1 15 oz can chickpeas
1/3 cup tahini
Juice from 1 lemon (3 Tbsp if you cheat like I did and just used bottle lemon juice)
2 cloves garlic, crushed
1/2 tsp sea salt
2 Tbsp water
1-2 Tbsp olive oil
1. Drain and rinse the chickpeas and set aside. It is often recommended you peel all the little skins off the chickpeas but I'll be danged if I ever bother and it is still SUPER creamy.
2. Combine the tahini and the lemon juice in a blender or food processor and blend until smooth and frothy.
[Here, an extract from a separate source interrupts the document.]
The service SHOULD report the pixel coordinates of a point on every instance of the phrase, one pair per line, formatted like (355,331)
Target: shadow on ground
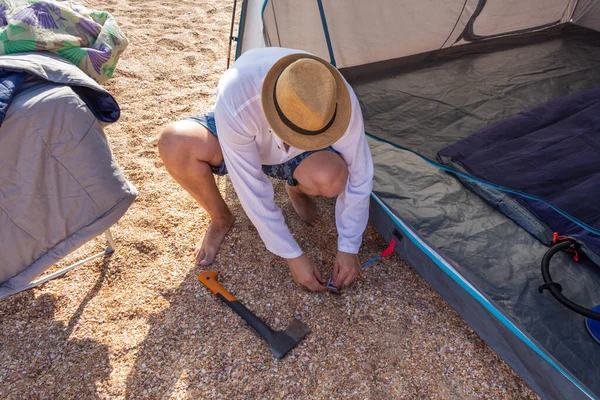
(42,360)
THIS IS THE KEY TO GETTING IT CREAMY. You have to combine these 2 ingredients first, essentially whip the tahini, or it just won't be as creamy. Trust me, I didn't believe it until I tried it and it makes a huge difference in texture.
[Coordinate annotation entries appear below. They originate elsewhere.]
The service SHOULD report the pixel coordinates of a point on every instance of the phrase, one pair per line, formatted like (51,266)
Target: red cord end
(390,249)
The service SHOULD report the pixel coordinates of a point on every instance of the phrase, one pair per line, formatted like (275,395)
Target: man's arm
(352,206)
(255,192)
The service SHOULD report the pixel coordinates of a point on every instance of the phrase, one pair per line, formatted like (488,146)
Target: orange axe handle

3. Add the garlic and salt and blend again.
4. Now add in the chickpeas, about 1/3 of the can at a time, and water. Blend until smooth. Scrap down the sides of the blender and push the chickpeas down as needed. Once you've got all the chickpeas blended in, add the olive oil and turn on the blender and just leave it for a few minutes (although don't blow your motor).
5. Garnish with extra chopped garlic, olive oil, paprika, even pine nuts or slivers of roasted red peppers (yum!). Eat it with pita chips, pita bread, tortilla chips, wheat crackers, or even spread on toasted whole wheat English muffins. Its great on veggie sandwiches and falafel sandwiches/wraps.